By Awarding The Nobel Prize in Literature to south Korean poet and novelist han kang  this year, the Swedish Academy has done two things. It has looked eastwards, after going with European writers jon fosse and annie ernaux  in the past two years; and it celebrates an “innovator in contemporary prose”. While announcing the name, the academy lauded the 53-year-old writer, the first Korean  to win the nobel prize  in Literature, “for her intense poetic prose that confronts historical traumas and exposes the fragility of human life”. With the human condition as her muse, specifically the question why and how humanity encompasses unspeakable depravity as well as indisputable acts of dignity and kindness, Han Kana  has experimented with form and style to tell her stories. Her best-known work available in English is her 2007 novel, The Vegetarian, translated by Deborah Smith, and released in 2015. Winning the International Booker Prize in 2016, a decade after it was first published in Korean, the radical story, about a woman who gives up eating meat and finds solidarity only in the plant world, paved the way for her other novels to be translated into English and many other languages. Han Kang, who was born in the South Korean city of Gwangju, moved to Seoul when she was nine years old and studied Korean literature at university.

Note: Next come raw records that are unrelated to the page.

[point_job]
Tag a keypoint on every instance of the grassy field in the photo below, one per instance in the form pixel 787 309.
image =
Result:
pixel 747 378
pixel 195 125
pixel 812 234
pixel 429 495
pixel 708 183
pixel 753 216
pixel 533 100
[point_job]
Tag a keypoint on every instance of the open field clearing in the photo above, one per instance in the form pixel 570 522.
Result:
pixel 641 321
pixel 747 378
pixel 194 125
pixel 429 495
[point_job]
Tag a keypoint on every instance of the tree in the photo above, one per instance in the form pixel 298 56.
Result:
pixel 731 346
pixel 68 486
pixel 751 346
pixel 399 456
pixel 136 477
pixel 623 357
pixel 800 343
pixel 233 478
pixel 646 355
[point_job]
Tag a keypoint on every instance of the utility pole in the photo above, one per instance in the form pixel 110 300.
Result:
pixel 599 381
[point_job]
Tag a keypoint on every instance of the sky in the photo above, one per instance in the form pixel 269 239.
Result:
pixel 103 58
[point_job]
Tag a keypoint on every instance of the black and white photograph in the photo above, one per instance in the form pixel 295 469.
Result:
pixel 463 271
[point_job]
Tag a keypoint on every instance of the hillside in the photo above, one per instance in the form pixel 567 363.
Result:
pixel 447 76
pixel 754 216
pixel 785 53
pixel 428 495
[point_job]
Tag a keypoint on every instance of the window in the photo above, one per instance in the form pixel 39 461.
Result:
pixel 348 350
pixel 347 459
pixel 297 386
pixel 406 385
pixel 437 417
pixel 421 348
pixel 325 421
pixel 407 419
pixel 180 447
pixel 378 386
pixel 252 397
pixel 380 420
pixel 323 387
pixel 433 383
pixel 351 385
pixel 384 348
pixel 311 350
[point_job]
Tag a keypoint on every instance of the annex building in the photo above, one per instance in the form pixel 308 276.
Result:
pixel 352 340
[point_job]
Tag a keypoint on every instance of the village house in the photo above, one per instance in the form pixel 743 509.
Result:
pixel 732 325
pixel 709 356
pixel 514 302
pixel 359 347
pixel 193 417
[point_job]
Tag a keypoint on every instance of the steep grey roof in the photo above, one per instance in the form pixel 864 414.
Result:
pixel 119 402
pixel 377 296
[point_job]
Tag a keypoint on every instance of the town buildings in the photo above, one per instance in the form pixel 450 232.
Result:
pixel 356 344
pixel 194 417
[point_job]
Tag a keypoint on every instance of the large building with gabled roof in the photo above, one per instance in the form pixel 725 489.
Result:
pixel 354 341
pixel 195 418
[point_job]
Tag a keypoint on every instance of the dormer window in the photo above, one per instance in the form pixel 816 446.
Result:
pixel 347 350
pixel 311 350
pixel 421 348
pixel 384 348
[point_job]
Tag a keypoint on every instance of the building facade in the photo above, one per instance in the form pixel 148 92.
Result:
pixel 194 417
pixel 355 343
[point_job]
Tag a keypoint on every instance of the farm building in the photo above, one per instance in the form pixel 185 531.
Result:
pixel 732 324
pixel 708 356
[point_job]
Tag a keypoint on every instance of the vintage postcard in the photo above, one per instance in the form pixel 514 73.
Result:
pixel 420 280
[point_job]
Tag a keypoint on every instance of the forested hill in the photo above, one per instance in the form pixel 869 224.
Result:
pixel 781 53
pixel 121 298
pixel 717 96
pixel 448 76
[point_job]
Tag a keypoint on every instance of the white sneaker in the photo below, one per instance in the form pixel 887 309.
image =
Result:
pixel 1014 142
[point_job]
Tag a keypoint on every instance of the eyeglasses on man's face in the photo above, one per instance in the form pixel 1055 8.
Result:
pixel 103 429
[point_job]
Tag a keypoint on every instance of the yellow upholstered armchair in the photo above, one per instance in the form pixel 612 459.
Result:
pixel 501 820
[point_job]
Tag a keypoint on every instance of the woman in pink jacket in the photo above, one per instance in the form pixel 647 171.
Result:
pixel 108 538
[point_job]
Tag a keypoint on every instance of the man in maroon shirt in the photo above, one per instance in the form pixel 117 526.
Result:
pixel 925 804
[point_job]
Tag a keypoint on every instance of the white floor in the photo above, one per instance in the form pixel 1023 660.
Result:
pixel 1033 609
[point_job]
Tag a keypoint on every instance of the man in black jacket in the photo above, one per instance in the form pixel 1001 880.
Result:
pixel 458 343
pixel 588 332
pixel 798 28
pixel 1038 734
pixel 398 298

Growing up amid books — her father is a novelist — she decided to follow in his footsteps but her artistic forays include art and music, which she uses in her narratives and word images. This is evident, for instance, in her 2016 novel, The White Book, where an unnamed narrator talks about grief — the death of an older sister “less than two hours into life” — through white objects including snow, salt, moon-shaped rice cake, fog and breast milk. Her latest novel, We Do Not Part, to be published in English early next year, is the story of a friendship between two women in the backdrop of the 1948 massacre in South Korea’s Jeju Island. A massacre from the 1980s of students and dissenters is also the setting for her most political novel, Human Acts (2016), in which souls of the dead are allowed to “witness their own annihilation”. Ever since the prize was handed out to American singer-songwriter Bob Dylan in 2016, the academy has been trying to pull itself back to purists. By picking Han Kang, the academy has a winner who, in her experimental style, conveys the power of literature to break barriers. The prize will invariably draw more attention to Korean literature — its dramas, cinema and music have been already ruling the globe ever since South Korean singer Psy burst forth with ‘Gangnam Style’ in 2012.